AP
Solid Job Gains, Wage Growth in Nov.
Friday December 7, 8:38 am ET
By Jeannine Aversa, AP Economics Writer
Employers Boost Payrolls by 94,000; Jobless Rate Holds Steady at 4.7 Percent
WASHINGTON (AP) -- Employers added a solid 94,000 jobs to their payrolls in November, the unemployment rate held steady at 4.7 percent and wages grew briskly, encouraging signs the nation's employment climate is holding up in the face of turbulence in the housing and credit markets.
The fresh snapshot of the labor market, released by the Labor Department on Friday, showed that hiring was brisk in education and health services, retail, professional services, the government and elsewhere. That helped to offset job losses in construction, manufacturing and financial services -- casualties of the housing slump and credit crunch.
The 94,000 new jobs in November came after a surprisingly strong payroll gain of 170,000 in October. The unemployment rate stayed at a relatively low 4.7 percent for the third straight month.
The performance was better than economists were expecting. They were forecasting that the unemployment rate would nudge up to 4.8 percent and they also said they thought employers would boost payrolls by around 70,000.
The health of the nation's job market is a key factor determining whether the economy will survive stresses from the housing collapse and credit crunch.
Job and wage growth have been shock absorbers, helping individuals to cope with all the negative forces in the economy. The mostly sturdy employment climate has helped to support spending by individuals, a major shaper of overall economic activity.
Still, a lingering fear among economists is that consumers will cut back on their spending, throwing the economy into a tailspin.
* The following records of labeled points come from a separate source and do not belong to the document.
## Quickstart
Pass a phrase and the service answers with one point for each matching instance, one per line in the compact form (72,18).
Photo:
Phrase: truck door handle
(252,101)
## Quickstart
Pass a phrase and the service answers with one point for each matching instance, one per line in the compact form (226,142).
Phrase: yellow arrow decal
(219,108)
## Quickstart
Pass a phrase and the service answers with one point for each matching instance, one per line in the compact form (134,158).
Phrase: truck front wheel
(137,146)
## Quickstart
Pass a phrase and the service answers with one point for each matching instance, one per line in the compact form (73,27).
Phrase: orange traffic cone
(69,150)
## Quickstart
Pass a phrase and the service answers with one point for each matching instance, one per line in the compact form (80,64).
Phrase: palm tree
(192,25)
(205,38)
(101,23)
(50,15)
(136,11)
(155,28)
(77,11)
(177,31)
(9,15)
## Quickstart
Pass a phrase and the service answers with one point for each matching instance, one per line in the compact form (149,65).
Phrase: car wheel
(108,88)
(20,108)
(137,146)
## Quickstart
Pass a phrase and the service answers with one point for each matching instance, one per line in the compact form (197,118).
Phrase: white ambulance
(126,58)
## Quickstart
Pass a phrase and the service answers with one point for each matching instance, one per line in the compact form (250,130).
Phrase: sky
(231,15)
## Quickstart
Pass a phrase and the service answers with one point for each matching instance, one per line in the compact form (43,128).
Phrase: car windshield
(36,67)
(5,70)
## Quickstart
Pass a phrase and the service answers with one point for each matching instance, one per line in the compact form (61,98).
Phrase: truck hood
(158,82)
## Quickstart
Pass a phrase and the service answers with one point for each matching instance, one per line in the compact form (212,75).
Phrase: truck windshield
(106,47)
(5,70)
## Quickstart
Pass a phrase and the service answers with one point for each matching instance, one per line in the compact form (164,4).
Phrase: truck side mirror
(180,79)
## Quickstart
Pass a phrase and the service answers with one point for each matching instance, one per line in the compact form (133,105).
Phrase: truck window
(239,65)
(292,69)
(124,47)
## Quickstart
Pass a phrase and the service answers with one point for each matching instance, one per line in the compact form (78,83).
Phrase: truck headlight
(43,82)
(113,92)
The odds of a recession have grown this year, although Federal Reserve officials, the Bush administration and others are hopeful the country can avoid one.
To stave off the possibilty of a recession, the Federal Reserve has sliced a key interest rate twice this year. Many expect rates to be lowered for a third time when policymakers meet next Tuesday. Given the strength of Friday's employment report, a smaller rate reduction of one-quarter percentage point seems more likely as insurance against undue weakening in the economy.